Plan B: Mit Kevin Graupmann hat der Verein noch einen Keeper in seinen Reihen, der vor der Auflösung der zweiten Vereinsmannschaft immer das Tor in der Kreisklasse hütete. "Der ist aber beruflich in Potsdam am Wochenende so eingespannt, dass er, wenn er einmal frei hat, lieber etwas mit der Familie machen möchte." Brandenburg zeigt auch dafür Verständnis.

Plan C: Wie fast immer wenn es im Verein an einer Ecke fehlt, dann kommt Mario "Arno" Langner ins Spiel. Eigentlich wollte sich der Routinier schon lange zurückziehen, doch er wird immer wieder gebraucht. "Als Reservekeeper saß er schon auf der Bank", witzelte Brandenburg. Eine ernsthafte Alternative ist Langner nicht, trotzdem er bereits zu Landesklasse-Zeiten einmal im Tor aushelfen musste.

Plan D: Seit einigen Spielen steht Trainer Torsten Grusa zwischen den Pfosten. "Er macht es auch ganz gut. Mit der Variante wären wir sogar bis zum Saisonende gegangen. Torsten stellt sich auch im Training immer ins Tor." Für Nick Brandenburg und seinen Vorstand hat diese Variante sogar einen Vorteil, denn die Spieleröffnung vom Torwart, ist durch den ehemaligen Oberliga-Spieler natürlich ideal zu realisieren.

Alle diese Planspielchen für die Torhüter-Position sprachen sich rum. Sogar im fernen Erligheim, wenige Kilometer vor Stuttgart, hallten diese Notsignale nach. Dort lebt mit Oliver Wolf ein langjähriges Vereinsmitglied. Bis 2003 schnürte er noch die Töppen für den SV 69 Schönberg, ehe es ab in den Süden von Deutschland ging. Seine Verbundenheit ist geblieben und gipfelte darin, dass der Kreisoberligist aus Prignitz/Ruppin im Februar im Schwabenland ein Trainingslager absolvierte. Organisiert von Oliver Wolf, der beim SKV Erligheim der Abteilungsleiter Fußball ist.
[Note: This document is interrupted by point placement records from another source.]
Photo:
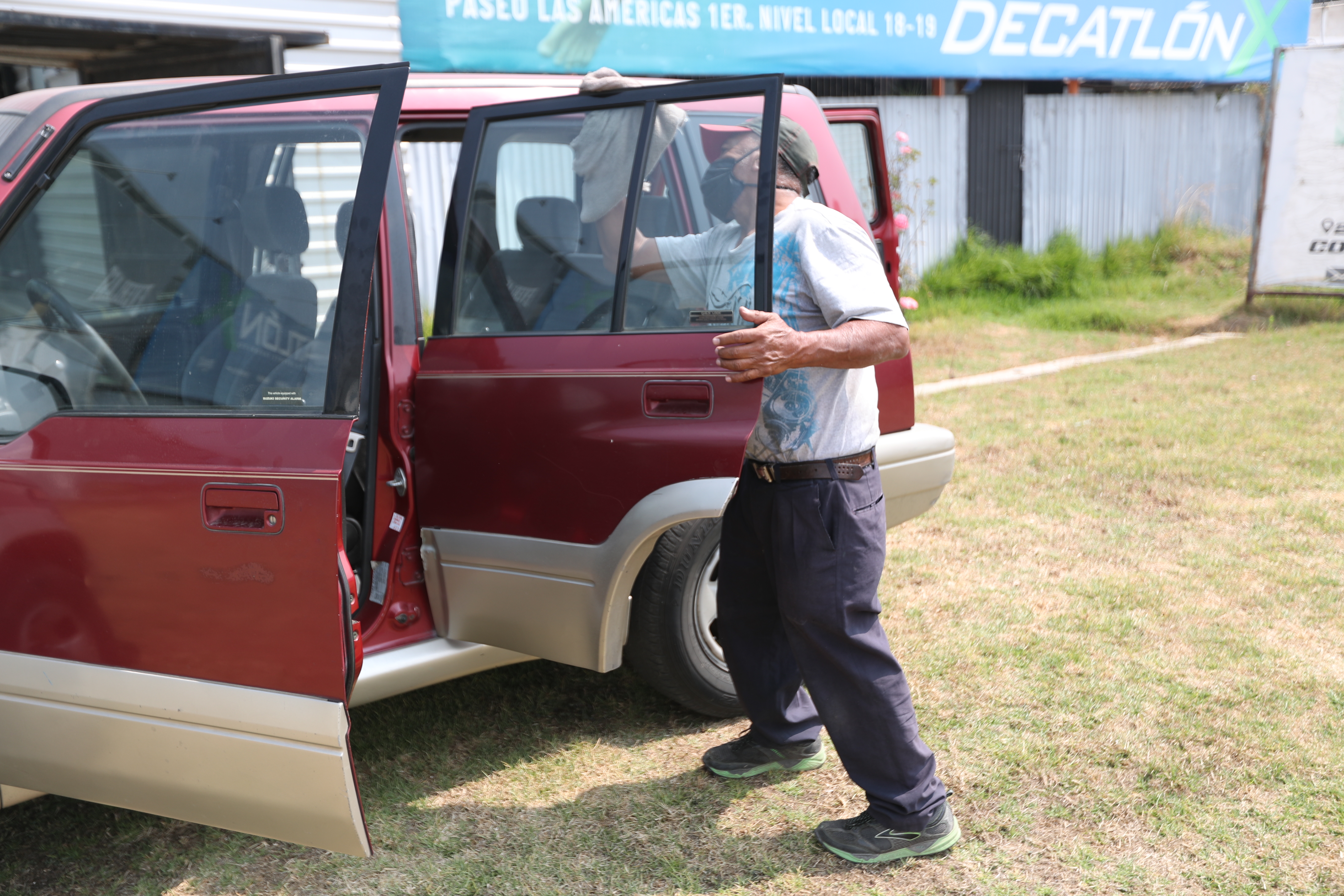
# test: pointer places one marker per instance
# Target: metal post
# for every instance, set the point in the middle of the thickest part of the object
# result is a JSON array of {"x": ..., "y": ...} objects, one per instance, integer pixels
[{"x": 277, "y": 54}]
"Der bekommt alles mit und ist ein wirklicher Freund des Vereins", so beschreibt Brandenburg den 36-Jährigen, dessen Vater bei den Schönbergern die Position des Mannschaftsbetreuers bekleidet. "Jetzt haben wir ihn angemeldet. Dies war kein Problem, da er in Erligheim nicht spielt."
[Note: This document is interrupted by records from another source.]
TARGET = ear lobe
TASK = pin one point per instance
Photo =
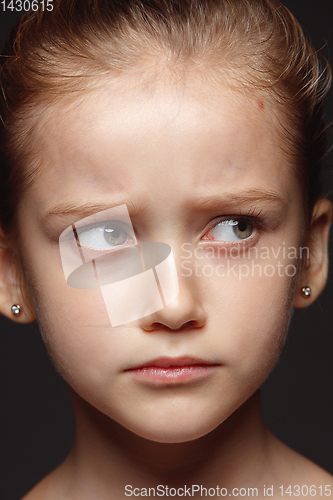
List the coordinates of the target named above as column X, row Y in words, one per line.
column 11, row 290
column 315, row 265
Das Trainingslager muss auch eine entscheidende Rolle beim Plan E gespielt haben. Dorthin reisten die Schönberger nämlich ohne Keeper, so dass Wolf bereits beim Testspiel gegeneinander im Tor des SV 69 stand. "Und er hat dabei seine Sache richtig gut gemacht. Nur bei einem Elfmeter sah er komisch aus." Aus diesem einprägsamen Intermezzo wird nun ein fünfmaliger Aushilfsjob in der Heimat.

Wolf, der auch bei Rot-Weiß Kyritz im Nachwuchs aktiv war, tritt fortan zu fünf Spielen, von noch neun verbliebenen, den Weg über 700 Kilometer gen Norden an. "Freitag kam er mit der Bahn an. Und trainierte mit der Mannschaft." Nick Brandenburg stellt klar, dass Oliver Wolf aus freien Stücken seiner Ex-Elf aus der Patsche hilft. Niemand bei den Schönbergern hat ihn dazu aufgefordert. "Es ist auch nicht normal. Aber ich gebe zu, dass man solche Geschichten doch gerne hört. Schließlich ist es Wahnsinn, was er auf sich nimmt. Und dies auf eigene Kosten mit einem riesigen zeitlichen Aufwand." Die Schönberger sind wahrlich stolz auf den Heimkehrer auf Zeit, denn der Fußball in Prignitz/Ruppin ist angesichts des fehlenden Nachwuchses bedroht. An solchen Idealisten kann sich jemand durchaus orientieren, ohne dass eingefordert werden kann, das Gleiche zu tun.

"Zum Glück können wir ihm bei seinen Anstrengungen etwas helfen, weil zwei Spieler von uns dort unten arbeiten. Ein Vereinsmitglied nimmt ihn am Sonntag nach dem Spiel mit runter ins Schwabenland." Wie es dann weitergeht mit der An- und Abreise, das ist noch offen. Die Schönberger befassen sich gerade mit Mitfahrzentralen und Langstreckenbussen.